See SECURITY.md for important security information.

See src/config.py for toggle logic.

For development you can enable HTTPS with a self-signed certificate. The built-in Flask server is not production grade; in production you should place Gunicorn/Uvicorn behind a reverse proxy (Nginx, Caddy, Traefik) terminating TLS with a trusted certificate (e.g., via Let's Encrypt).

TLS is now enabled by default in the dev script. To opt out (HTTP only):

export LPS2_DISABLE_TLS=1
bash scripts/run_dev.sh

Otherwise simply run:

bash scripts/run_dev.sh

If no cert/key are provided, the dev script will auto-generate a pair in dev_certs/ (requires openssl). Access the app at: https://localhost:5000 (you'll need to accept the browser warning for the self-signed certificate).

openssl req -x509 -nodes -newkey rsa:2048 -days 365 \
   -subj "/C=US/ST=Dev/L=Local/O=LPS2/OU=Dev/CN=localhost" \
   -keyout dev-key.pem -out dev-cert.pem
export LPS2_ENABLE_TLS=1
export LPS2_TLS_CERT=$PWD/dev-cert.pem
export LPS2_TLS_KEY=$PWD/dev-key.pem
python src/app.py

Use a reverse proxy with automatic certificate renewal. Example (Caddyfile excerpt):

your.domain.com {
      reverse_proxy 127.0.0.1:5000
}

Or Nginx (snippet):

server {
   listen 443 ssl;
   server_name your.domain.com;
   ssl_certificate /etc/letsencrypt/live/your.domain.com/fullchain.pem;
   ssl_certificate_key /etc/letsencrypt/live/your.domain.com/privkey.pem;
   location / { proxy_pass http://127.0.0.1:5000; proxy_set_header Host $host; }
}

Set LPS2_ENABLE_TLS=0 in that case and let the proxy handle encryption.
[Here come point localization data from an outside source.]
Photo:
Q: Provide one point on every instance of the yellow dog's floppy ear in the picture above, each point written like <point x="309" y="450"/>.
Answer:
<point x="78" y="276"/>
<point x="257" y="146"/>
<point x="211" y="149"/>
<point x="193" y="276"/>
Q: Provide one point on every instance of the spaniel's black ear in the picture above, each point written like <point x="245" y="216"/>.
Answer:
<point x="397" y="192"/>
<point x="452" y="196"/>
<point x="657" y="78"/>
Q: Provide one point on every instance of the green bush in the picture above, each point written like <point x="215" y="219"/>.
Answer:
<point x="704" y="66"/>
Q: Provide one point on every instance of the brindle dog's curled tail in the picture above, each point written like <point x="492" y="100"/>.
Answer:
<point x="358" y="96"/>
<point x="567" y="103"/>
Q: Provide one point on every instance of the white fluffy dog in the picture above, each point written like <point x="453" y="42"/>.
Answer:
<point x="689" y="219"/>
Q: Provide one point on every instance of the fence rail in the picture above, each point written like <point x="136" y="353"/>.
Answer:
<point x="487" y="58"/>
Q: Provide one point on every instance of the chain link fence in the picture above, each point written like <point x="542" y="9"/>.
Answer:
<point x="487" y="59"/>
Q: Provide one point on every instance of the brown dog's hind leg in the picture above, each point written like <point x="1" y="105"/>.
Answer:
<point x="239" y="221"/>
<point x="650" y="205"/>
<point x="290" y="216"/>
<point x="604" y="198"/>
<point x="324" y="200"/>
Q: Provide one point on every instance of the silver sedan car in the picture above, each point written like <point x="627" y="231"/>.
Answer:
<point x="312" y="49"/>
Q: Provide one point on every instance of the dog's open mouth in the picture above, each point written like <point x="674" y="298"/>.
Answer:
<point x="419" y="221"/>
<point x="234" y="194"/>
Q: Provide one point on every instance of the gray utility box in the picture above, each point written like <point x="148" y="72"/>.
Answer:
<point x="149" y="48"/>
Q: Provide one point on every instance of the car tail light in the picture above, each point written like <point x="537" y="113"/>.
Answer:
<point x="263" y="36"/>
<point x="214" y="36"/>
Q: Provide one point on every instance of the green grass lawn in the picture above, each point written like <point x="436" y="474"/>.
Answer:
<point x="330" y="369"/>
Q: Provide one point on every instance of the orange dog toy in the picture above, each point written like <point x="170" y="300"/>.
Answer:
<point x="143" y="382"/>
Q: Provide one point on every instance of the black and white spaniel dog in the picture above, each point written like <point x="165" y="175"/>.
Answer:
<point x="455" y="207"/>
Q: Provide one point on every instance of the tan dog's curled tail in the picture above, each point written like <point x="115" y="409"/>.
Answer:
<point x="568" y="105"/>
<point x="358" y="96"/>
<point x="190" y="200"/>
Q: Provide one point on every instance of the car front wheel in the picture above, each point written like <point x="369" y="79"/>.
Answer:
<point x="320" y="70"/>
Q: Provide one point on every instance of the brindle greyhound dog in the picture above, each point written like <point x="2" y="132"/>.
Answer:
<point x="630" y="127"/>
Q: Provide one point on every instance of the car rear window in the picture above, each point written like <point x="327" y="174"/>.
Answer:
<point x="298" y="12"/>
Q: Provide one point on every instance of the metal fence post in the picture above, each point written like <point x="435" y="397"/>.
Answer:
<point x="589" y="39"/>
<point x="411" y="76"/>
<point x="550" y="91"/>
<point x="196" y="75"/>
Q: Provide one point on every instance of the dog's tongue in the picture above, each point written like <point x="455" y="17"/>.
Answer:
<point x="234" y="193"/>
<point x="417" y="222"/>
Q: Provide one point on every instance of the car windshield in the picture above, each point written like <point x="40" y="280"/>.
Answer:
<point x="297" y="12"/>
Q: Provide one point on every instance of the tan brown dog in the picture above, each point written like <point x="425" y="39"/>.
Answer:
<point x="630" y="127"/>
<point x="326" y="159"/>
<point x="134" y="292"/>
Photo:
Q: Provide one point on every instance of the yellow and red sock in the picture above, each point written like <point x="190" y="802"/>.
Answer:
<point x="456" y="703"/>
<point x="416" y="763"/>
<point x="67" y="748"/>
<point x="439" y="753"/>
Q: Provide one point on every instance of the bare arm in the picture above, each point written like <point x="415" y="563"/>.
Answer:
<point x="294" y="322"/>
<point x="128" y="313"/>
You should terminate TLS at a reverse proxy that can automatically obtain and renew certificates from Let's Encrypt. Two common approaches:

Caddyfile:

your.domain.com {
      reverse_proxy 127.0.0.1:5000
      encode gzip
      # Optional hardening headers
      header Strict-Transport-Security "max-age=31536000; includeSubDomains; preload"
      header X-Frame-Options "DENY"
      header X-Content-Type-Options "nosniff"
      header Referrer-Policy "strict-origin-when-cross-origin"
}

Run:

caddy run --config Caddyfile

Caddy will automatically request and renew certificates (ensure DNS A/AAAA records point to this host and port 80/443 are reachable).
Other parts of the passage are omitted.